In which Kathryn attempts to sing a different song everyday from the Unitarian Universalist hymnal, 'Singing the Living Tradition'. Earlier posts are based on songs from the Reader's Digest songbooks she found at yard sales as a child, including: 'Reader's Digest Treasury of Best Loved Songs', 'Reader's Digest Family Songbook', and 'Reader's Digest Family Songbook of Faith and Joy'. Bonus Folk song material from: 'Folk Song USA', by John and Alan Lomax.

11 October 2005

"There's a Long, Long Trail"

This is one of the very few songs from this book that has stuck in my head throughout the years, in a good way. Again, could be the evocative picture that goes with it, which looks so much trails from my childhood, from the Pennsylvania forests. It's a poignant little piece too, but not too sappy or silly.

It makes me hungry for some genuine hiking in those forests. Years ago I hiked pieces of the Appalachian trail over several summers. Never more than five or six days at a go; parts of it were very hard hiking indeed. Carrying all of our gear on our backs, hiking over rocks big enough to be called boulders, I really liked the peace of it, and the green woods all around me were very comforting.

I grew up in a smaller woods. My parents live still in the house, on a one-lane, dead-end, dirt road with seven houses on it. When I was growing up there were only five. We were surrounded by the woods, and beyond that, farmland.

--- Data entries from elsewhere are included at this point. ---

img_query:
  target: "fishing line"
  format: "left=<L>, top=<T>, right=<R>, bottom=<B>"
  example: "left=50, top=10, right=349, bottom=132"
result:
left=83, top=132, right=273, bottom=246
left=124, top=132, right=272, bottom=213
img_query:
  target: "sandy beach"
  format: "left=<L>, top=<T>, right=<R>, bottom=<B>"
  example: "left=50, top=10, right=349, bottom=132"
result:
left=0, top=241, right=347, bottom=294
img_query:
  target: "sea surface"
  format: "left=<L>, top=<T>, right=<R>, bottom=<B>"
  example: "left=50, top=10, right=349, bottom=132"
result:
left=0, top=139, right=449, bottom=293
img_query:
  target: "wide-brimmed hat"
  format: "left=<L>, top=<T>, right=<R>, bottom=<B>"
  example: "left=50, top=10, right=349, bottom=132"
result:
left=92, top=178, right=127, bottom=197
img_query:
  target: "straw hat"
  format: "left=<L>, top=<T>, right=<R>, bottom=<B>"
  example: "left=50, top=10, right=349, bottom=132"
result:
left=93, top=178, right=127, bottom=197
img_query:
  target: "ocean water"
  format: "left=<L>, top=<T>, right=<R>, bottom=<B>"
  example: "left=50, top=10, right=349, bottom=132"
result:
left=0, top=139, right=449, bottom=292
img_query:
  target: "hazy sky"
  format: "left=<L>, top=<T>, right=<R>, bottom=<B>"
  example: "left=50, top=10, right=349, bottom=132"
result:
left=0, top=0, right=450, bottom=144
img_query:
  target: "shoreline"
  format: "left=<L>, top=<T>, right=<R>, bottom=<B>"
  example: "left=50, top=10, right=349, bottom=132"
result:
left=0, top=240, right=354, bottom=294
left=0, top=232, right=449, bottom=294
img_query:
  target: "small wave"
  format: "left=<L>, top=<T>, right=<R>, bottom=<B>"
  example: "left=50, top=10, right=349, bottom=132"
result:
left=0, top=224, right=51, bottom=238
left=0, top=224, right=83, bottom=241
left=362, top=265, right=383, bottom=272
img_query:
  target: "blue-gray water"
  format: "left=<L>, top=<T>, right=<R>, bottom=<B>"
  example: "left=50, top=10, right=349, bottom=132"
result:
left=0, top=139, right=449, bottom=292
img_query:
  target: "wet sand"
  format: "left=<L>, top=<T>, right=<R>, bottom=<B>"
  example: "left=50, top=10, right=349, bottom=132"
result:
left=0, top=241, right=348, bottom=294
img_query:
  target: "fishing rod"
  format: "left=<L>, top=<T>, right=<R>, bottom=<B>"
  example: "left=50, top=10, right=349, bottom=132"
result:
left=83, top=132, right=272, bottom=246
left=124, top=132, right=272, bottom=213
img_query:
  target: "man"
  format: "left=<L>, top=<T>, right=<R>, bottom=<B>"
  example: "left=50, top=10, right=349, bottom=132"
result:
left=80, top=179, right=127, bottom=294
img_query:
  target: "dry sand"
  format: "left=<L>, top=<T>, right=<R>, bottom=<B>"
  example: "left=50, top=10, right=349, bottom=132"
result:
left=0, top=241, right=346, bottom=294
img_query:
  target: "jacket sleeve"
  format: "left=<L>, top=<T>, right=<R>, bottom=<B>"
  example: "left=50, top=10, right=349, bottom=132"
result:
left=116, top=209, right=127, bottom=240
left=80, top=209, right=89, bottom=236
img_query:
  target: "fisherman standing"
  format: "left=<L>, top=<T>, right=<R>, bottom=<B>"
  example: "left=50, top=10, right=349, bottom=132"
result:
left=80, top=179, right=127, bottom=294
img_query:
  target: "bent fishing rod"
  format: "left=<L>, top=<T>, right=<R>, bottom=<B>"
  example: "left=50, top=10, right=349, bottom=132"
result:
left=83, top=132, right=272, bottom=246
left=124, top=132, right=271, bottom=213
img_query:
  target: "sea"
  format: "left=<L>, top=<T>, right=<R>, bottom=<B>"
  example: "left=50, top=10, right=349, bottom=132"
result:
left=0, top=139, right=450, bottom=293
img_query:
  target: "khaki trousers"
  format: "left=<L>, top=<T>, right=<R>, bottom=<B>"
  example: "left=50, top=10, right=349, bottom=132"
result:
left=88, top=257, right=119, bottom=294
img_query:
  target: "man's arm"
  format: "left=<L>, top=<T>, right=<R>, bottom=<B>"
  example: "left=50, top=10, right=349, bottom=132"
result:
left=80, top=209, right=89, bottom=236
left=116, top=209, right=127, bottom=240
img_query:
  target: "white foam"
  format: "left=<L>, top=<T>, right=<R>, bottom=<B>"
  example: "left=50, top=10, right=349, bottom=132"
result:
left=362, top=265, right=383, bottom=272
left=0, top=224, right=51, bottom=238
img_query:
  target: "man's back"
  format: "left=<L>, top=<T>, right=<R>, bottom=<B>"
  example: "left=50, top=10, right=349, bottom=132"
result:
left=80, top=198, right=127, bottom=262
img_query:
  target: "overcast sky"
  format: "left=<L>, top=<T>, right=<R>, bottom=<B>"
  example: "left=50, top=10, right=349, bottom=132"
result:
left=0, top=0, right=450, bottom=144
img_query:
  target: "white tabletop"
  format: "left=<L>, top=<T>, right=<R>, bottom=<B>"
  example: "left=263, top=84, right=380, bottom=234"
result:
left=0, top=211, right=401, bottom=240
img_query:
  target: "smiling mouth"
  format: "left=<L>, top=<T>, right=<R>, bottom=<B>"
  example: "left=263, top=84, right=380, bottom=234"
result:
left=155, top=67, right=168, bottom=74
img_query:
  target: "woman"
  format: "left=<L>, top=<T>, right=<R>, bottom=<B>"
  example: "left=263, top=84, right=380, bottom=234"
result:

Now the farmland is gone, replaced by suburbs, and all the wildlife from miles around is converging on the woods near my folks' home. My dad counted six bucks the other day in their back yard. Beautiful, but as a sign of things coming to an end, also very sad.

I think the woods around my parents are still safe from the encroaching 'burbs, for the most part. The creek runs through it, and the hills are fairly steep in most parts, though I suppose that wouldn't stop anyone who was really determined to dig up the whole thing. There is a protected area, a nature reserve, on the other side of the woods from where they are, at least that should be safe. I don't know whether to feel good or bad that my daughter has really taken into herself my worry about the wild places, and the need to protect them. She's very upset about cheetahs right now, concerned that they will disappear in her lifetime. I would be very upset if the cheetahs were gone, too, but I must admit that I'm more upset that my 'aboriginal rights of passage' may be gone for the miles of deer trails in those south-eastern Pennsylvania woods.

My husband and I are waiting until my daughter's old enough to go for longer hikes. Eventually we'd love to do more of the Appalachian Trail, this time with her. I still think I'd find peace in that.